Mit einer Stärke von 6,1 hat die Erde im US-Bundesstaat Kalifornien gebebt. Vor allem in der Wein-Stadt Napa stürzten Häuser ein. Dutzende Menschen wurden verletzt, der Gouverneur rief den Notstand aus.

Napa - Ein heftiges Erdbeben hat die Menschen nördlich der kalifornischen Metropole San Francisco aus dem Schlaf gerissen. Die Stärke lag bei 6,1, berichtet der Geologische Dienst der USA (USGS). Nach Angaben des USGS lag das Zentrum des Bebens neun Kilometer südwestlich der Wein-Stadt Napa in knapp elf Kilometern Tiefe.

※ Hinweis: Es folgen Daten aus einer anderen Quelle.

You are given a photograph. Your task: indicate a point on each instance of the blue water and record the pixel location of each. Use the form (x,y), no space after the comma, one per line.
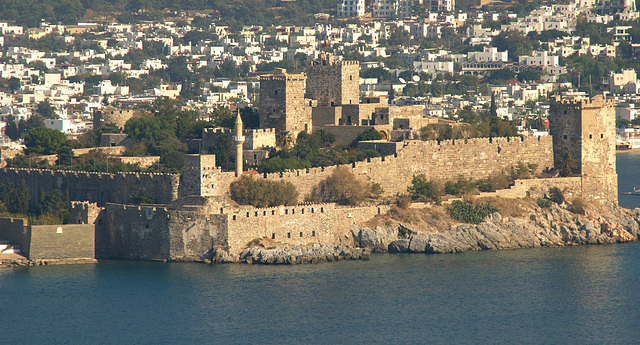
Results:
(628,167)
(581,295)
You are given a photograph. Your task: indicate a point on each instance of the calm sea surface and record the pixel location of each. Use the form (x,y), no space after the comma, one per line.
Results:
(582,295)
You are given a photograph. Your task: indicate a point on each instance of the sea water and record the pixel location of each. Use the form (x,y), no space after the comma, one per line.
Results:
(577,295)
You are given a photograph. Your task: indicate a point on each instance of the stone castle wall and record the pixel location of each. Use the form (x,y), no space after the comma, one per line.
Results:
(297,225)
(445,160)
(94,187)
(158,233)
(334,83)
(68,241)
(254,138)
(16,231)
(133,232)
(586,129)
(283,105)
(570,186)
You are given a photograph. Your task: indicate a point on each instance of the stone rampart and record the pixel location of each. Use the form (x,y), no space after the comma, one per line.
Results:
(444,160)
(151,232)
(16,231)
(297,225)
(94,187)
(133,232)
(570,186)
(67,241)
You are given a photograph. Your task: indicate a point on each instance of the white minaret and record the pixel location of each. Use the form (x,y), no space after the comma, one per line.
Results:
(239,139)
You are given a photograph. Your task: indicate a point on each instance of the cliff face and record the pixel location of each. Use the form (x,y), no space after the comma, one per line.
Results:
(552,227)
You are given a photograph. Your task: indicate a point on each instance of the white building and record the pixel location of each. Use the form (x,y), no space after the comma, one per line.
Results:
(351,8)
(397,8)
(441,5)
(488,54)
(539,58)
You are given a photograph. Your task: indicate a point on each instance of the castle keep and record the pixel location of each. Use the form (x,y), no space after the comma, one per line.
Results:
(333,83)
(194,218)
(585,129)
(282,103)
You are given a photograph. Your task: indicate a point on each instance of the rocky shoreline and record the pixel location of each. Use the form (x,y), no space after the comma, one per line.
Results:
(555,227)
(315,253)
(39,262)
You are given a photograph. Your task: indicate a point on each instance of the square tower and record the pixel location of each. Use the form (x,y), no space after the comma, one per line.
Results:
(586,129)
(333,83)
(282,103)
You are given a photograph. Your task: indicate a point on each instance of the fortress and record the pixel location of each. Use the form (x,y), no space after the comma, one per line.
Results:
(193,218)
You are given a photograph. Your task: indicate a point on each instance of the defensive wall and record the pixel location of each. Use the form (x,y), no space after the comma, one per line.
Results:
(442,161)
(68,241)
(297,225)
(94,187)
(152,232)
(254,138)
(570,187)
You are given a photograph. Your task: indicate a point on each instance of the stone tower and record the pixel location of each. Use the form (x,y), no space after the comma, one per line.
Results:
(239,140)
(586,129)
(282,103)
(333,83)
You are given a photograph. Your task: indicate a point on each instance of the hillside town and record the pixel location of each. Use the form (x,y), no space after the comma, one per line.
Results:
(100,115)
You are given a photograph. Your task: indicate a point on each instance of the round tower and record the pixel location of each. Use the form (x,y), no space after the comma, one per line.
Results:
(239,139)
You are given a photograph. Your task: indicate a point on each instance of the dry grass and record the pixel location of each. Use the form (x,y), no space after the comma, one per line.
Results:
(517,208)
(427,219)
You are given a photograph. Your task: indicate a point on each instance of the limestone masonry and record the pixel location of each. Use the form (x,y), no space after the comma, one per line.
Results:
(194,219)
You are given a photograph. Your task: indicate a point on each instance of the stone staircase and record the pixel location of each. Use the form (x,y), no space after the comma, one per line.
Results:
(8,248)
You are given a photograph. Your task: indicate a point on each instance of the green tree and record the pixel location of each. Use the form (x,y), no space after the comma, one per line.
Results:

Das Beben bei Napa, ein beliebtes Touristenziel ereignete sich um 3.20 Uhr am Sonntagmorgen. Der "Los Angeles Times" zufolge waren die Erschütterungen bis Santa Cruz zu spüren, etwa 120 Kilometer südlich von San Francisco.

Dutzende Menschen wurden verletzt, mindestens drei von ihnen befinden sich in einem kritischen Zustand. Zu den lebensgefährlich Verletzten zählt ein Kind, das mit einem Hubschrauber in eine Spezialklinik gebracht wurde. Eine Sprecherin des Valley Medical Center in Napa bestätigte, dass 70 Patienten zumeist wegen Schnittwunden und Prellungen behandelt worden seien.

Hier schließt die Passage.